3. License Grants and Proprietary Rights

  1. 3.1.  License by IDW. Subject to the terms and conditions of this Agreement, IDW hereby grants to Customer a nonexclusive, nontransferable, royaltyfree, worldwide license, without right to sublicense, for the Evaluation Term, to (a) access and use, and to permit its Users to access and use, the AXN Platform, in accordance with the Documentation, subject to the Entitlements, and (b) reproduce, modify, and distribute and display the Documentation, in each case solely for the purpose of evaluating and testing the AXN Services. IDW reserves all other rights not expressly granted in this Agreement.
  2. 3.2.  Ownership of Intellectual Property Rights.

3.2.1.

IDW’s Intellectual Property and Ownership Rights. As between Customer and IDW, IDW and IDW’s licensors retain and own all right, title and interest and all Intellectual Property Rights in and to the AXN Services, IDW’s Confidential Information, and IDW’s Supplemental Materials, and all enhancements or improvements to, or derivative works of any of the foregoing created or developed by or on behalf of IDW (collectively, “IDW Intellectual Property”). Nothing in this Agreement transfers or conveys to Customer any ownership interest in or to the IDW Intellectual Property.

3.3. Suggestions. If Customer provides IDW with any suggested improvements or enhancements to the AXN Services (“Suggestions”), then Customer also grants IDW a nonexclusive, perpetual, irrevocable, paidup, royaltyfree, worldwide, transferable license, with right to sublicense, to

make, have made, sell, offer for sale, use, import, reproduce, distribute, display, perform, and make derivative works of the Suggestions.
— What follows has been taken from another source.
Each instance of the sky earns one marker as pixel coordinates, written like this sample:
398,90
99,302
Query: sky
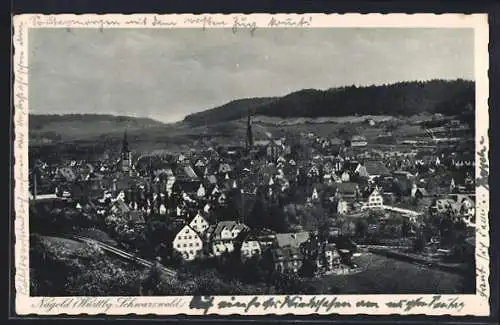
167,74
3.4. Restrictions. Customer will not: (i) except to the extent, if any, permitted by applicable law or required by IDW’s licensors, reverse assemble, reverse engineer, decompile or otherwise attempt to derive source code from any of the AXN Platform; (ii) reproduce, modify, or prepare derivative works of the AXN Platform; or (iii) share, rent or lease the AXN Services, or use the AXN Services to operate any timesharing, service bureau or similar business or to license the AXN Platform as a standalone offering.

4. Compensation

4.1. AXN Services Fees and Plans. The rates for the AXN Services are as published on the Subscription Page. Customer’s subscription plan for the AXN Services is specified on the Subscription Page. Customer may not reduce Customer’s commitment under the subscription plan specified in the Subscription Page during the Evaluation Term. Customer is not entitled to any refund of fees paid or relief from fees due if the volume of AXN Services Customer actually uses is less than the volume Customer ordered, and Customer may not carry over any of the unused volume to Customer’s next Evaluation Term.

5. Warranties
5.1. Warranties. IDW warrants to Customer that:

5.1.1. Performance Warranty. During the Evaluation Term, the AXN Platform, in the form provided by IDW, will conform in all material respects to its applicable specifications set forth in the Documentation.

5.1.2.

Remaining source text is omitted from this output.